Quand plus signifie mieux Une équipe de l'Unité de recherche en santé des populations démontre que le dépistage efficace du cancer du sein dépend de facteurs autres que l'expérience des radiologistes par Jean Hamann L'efficacité des cliniques de dépistage du cancer du sein dépend du nombre de patientes qu'on y examine, rapporte un groupe interuniversitaire de chercheurs dans le dernier numéro du Journal of the Canadian Medical Association. Cette observation, qui semble n'être qu'une application de la règle qui lie la pratique et l'amélioration, cache cependant une réalité nettement plus complexe. C'est du moins la lecture qu'en font Jacques Brisson, de l'Unité de recherche en santé des populations (Faculté de médecine) et ses collègues Isabelle Théberge, Nicole Hébert-Croteau, André Langlois et Diane Major.
À la demande de l'Institut national de santé publique, ces chercheurs ont utilisé les données amassées dans le cadre du programme québécois de dépistage du cancer du sein, lancé en 1998, pour identifier les facteurs qui influencent l'efficacité du dépistage effectué dans chaque clinique. Cette efficacité dépend de deux éléments, explique Jacques Brisson: d'une part, la capacité de détecter un cancer lorsqu'il est présent, et, d'autre part, de ne pas déclarer qu'il y a un cancer lorsqu'il n'y en a pas (faux positif). "Il y a un difficile équilibre à atteindre entre ces deux composantes", souligne-t-il.
Entre mai 1998 et décembre 2000, plus de 307 000 Québécoises âgées de 50 à 69 ans ont subi une mammographie dans l'un des 68 centres désignés qui participent au programme de dépistage du cancer du sein. Les 275 radiologistes qui y travaillent ont détecté correctement 1 709 cas de cancer, mais ils ont aussi rapporté 3 159 faux positifs. "Tous les centres de dépistage respectaient le seuil minimal d'efficacité fixé par les autorités médicales", précise d'emblée le chercheur. Étudier l'ensemble de la procédure Étonnamment, l'analyse des données a révélé que le taux de cancers détectés par un radiologiste demeure stable peu importe le nombre de cas que celui-ci examine. Par contre, plus une clinique effectue d'examens, meilleure est sa performance au chapitre de la détection.
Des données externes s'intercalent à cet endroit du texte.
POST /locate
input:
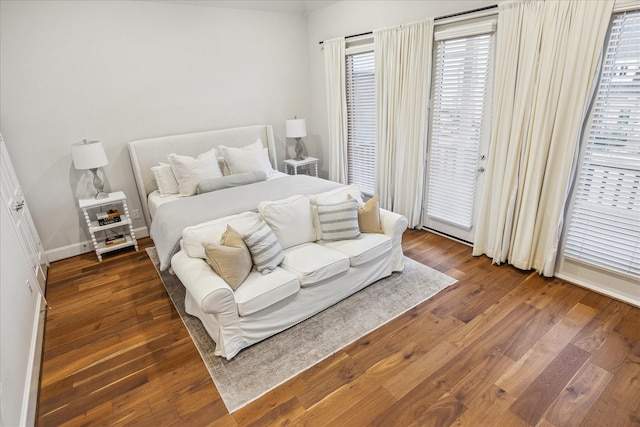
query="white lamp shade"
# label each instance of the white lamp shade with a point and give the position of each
(296, 128)
(88, 155)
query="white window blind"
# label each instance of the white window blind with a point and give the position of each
(361, 120)
(460, 81)
(605, 220)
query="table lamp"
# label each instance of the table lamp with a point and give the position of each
(90, 155)
(296, 128)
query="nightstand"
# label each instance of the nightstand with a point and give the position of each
(292, 165)
(112, 224)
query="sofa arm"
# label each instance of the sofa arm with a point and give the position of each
(212, 293)
(393, 225)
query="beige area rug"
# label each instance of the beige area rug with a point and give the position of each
(267, 364)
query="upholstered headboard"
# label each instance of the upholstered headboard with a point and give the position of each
(147, 153)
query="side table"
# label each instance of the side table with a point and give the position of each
(291, 165)
(114, 201)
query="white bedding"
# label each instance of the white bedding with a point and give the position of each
(171, 218)
(155, 199)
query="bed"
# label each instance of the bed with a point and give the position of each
(166, 215)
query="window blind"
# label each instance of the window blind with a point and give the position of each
(605, 221)
(361, 120)
(461, 73)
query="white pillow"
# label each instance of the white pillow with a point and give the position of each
(290, 219)
(165, 179)
(189, 171)
(249, 158)
(211, 231)
(338, 195)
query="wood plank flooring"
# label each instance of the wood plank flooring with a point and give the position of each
(502, 347)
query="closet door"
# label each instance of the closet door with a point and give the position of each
(13, 199)
(22, 303)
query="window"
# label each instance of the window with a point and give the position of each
(361, 120)
(604, 229)
(460, 126)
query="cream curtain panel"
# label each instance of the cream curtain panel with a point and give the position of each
(546, 60)
(334, 71)
(403, 75)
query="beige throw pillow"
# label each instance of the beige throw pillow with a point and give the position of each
(230, 259)
(369, 216)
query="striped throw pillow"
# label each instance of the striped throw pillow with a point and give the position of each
(339, 221)
(265, 249)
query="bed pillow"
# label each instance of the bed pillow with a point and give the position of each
(290, 219)
(189, 171)
(369, 216)
(249, 158)
(212, 184)
(230, 259)
(265, 249)
(165, 179)
(338, 221)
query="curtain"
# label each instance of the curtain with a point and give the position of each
(403, 73)
(334, 71)
(546, 60)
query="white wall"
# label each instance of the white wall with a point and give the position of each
(351, 17)
(121, 70)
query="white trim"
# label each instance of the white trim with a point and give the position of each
(477, 28)
(625, 5)
(470, 15)
(32, 383)
(80, 248)
(613, 293)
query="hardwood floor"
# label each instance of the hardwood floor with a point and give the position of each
(502, 347)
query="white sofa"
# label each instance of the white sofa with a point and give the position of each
(313, 276)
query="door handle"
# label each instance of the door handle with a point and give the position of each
(17, 206)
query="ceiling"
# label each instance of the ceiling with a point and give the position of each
(294, 6)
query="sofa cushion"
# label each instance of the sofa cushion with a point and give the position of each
(290, 219)
(260, 291)
(365, 248)
(211, 231)
(313, 263)
(338, 221)
(338, 195)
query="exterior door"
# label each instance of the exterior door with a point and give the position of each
(460, 129)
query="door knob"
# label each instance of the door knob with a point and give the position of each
(17, 206)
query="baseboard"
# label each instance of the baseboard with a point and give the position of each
(83, 247)
(599, 289)
(29, 413)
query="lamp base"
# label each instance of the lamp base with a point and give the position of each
(98, 185)
(299, 150)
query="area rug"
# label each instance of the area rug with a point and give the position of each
(267, 364)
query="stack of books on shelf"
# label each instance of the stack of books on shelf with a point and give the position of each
(109, 217)
(115, 240)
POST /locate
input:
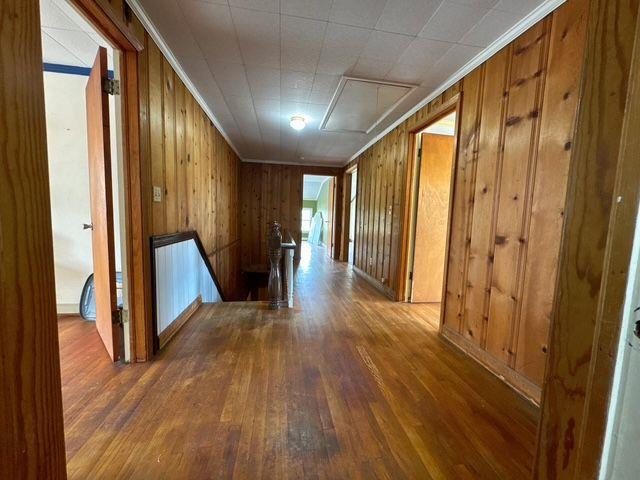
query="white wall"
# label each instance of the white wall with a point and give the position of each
(622, 440)
(181, 275)
(69, 183)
Ainsi, les centres qui ont effectué plus de 4 000 mammographies ont un taux de détection 28 % plus élevé que ceux qui en ont pratiqué moins de 2 000. Et ce n'est pas la fin de l'histoire. Plus un radiologiste analyse d'images, moins il rapporte de faux positifs. Par exemple, les médecins qui ont interprété plus de 1 500 images ont un taux de faux positifs deux fois plus faible que ceux qui en ont examiné moins de 250. Par contre, le taux de faux positifs enregistré dans chaque clinique est indépendant du nombre de patientes examinées.
Les chercheurs en concluent que le nombre d'examens effectués par chaque radiologiste et par chaque centre a un effet indépendant et complémentaire sur la performance globale du programme. Pour cette raison, les radiologistes qui oeuvrent dans des cliniques qui effectuent beaucoup de mammographies et qui interprètent eux-mêmes beaucoup d'examens enregistrent les plus hauts taux de détection et les plus bas taux de faux positifs.
"Ces résultats suggèrent que des facteurs autres que l'expérience des radiologistes entrent en jeu et qu'il faut considérer l'ensemble de la procédure", analyse Jacques Brisson. Parmi les éléments qui pourraient expliquer les écarts observés, le professeur de la Faculté de médecine mentionne l'expertise de l'équipe technique chargée de prendre les images, la collaboration entre les spécialistes pour l'interprétation de mammographies ambiguës et la participation du personnel à des programmes de formation. "Si on parvenait à identifier les facteurs qui expliquent les différences entre les cliniques et entre les radiologistes, on pourrait les communiquer aux centres qui font moins de mammographies pour qu'ils deviennent aussi efficaces que ceux qui en font beaucoup", poursuit-il.
Malgré la conclusion qui se dégage de l'étude, l'idée d'effectuer plus d'examens du sein dans un nombre restreint de centres ne sourit pas à Jacques Brisson. Le gain d'efficacité qui pourrait en résulter se ferait au détriment de l'accessibilité à ces examens, ce qui n'est pas souhaitable, juge-t-il.